Transcriptional dynamics reveals the asymmetrical events underlying graft union formation in pecan (Carya illinoinensis)

Tree Physiol. 2024 Apr 10:tpae040. doi: 10.1093/treephys/tpae040. Online ahead of print.

Abstract

Grafting is a widely used technique for pecan propagation, however, the background molecular events underlying grafting are still poorly understood. In our study, the graft partners during pecan graft union formation were separately sampled for RNA-seq, and the transcriptional dynamics were described via weighted gene co-expression network analysis (WGCNA).
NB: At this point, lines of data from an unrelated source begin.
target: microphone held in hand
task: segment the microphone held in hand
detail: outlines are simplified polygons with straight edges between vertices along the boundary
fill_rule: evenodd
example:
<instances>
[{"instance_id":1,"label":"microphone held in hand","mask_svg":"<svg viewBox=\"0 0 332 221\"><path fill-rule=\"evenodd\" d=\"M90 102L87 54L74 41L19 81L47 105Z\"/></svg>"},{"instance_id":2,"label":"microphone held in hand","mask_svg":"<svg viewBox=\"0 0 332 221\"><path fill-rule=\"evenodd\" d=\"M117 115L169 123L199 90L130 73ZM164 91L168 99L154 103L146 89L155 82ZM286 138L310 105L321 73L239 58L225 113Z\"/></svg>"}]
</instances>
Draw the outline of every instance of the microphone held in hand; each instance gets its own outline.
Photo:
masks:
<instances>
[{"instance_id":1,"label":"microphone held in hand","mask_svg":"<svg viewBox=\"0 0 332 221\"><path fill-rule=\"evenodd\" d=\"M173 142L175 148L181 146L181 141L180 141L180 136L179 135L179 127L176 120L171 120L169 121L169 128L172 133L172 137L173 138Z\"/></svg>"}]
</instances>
To reveal the main events underlying grafting, the correlations between modules and grafting traits were analyzed. Functional annotation showed that during the entire graft process, signal transduction was activated in the scion, while mRNA splicing was induced in the rootstock. At 2 DAG, the main processes occurred in the scion were associated with protein synthesis and processing, while the primary processes happened in the rootstock were energy release-related. During the period of 7-14 DAG, defense response was a critical process worked in the scion, however, the main process functioned in the rootstock was photosynthesis. From 22 to 32 DAG, the principal processes taken place in the scion were jasmonic acid biosynthesis and defense response, whereas the highly activated processes associated with the rootstock were auxin biosynthesis and plant-type secondary cell wall biogenesis. Detection of hydrogen peroxide contents as well as peroxidase and β-1,3-glucanase activities showed that their levels were increased in the scion not the rootstock at certain time points after grafting. Our study reveals that the scion and rootstock might response asymmetrically to grafting in pecan, and the scion was likely associated with stress response, while the rootstock was probably involved in energy supply and xylem bridge differentiation during graft union formation.

Keywords: Grafting; Molecular mechanism; Scion and rootstock; Time-series gene expression; Weighted gene co-expression network analysis.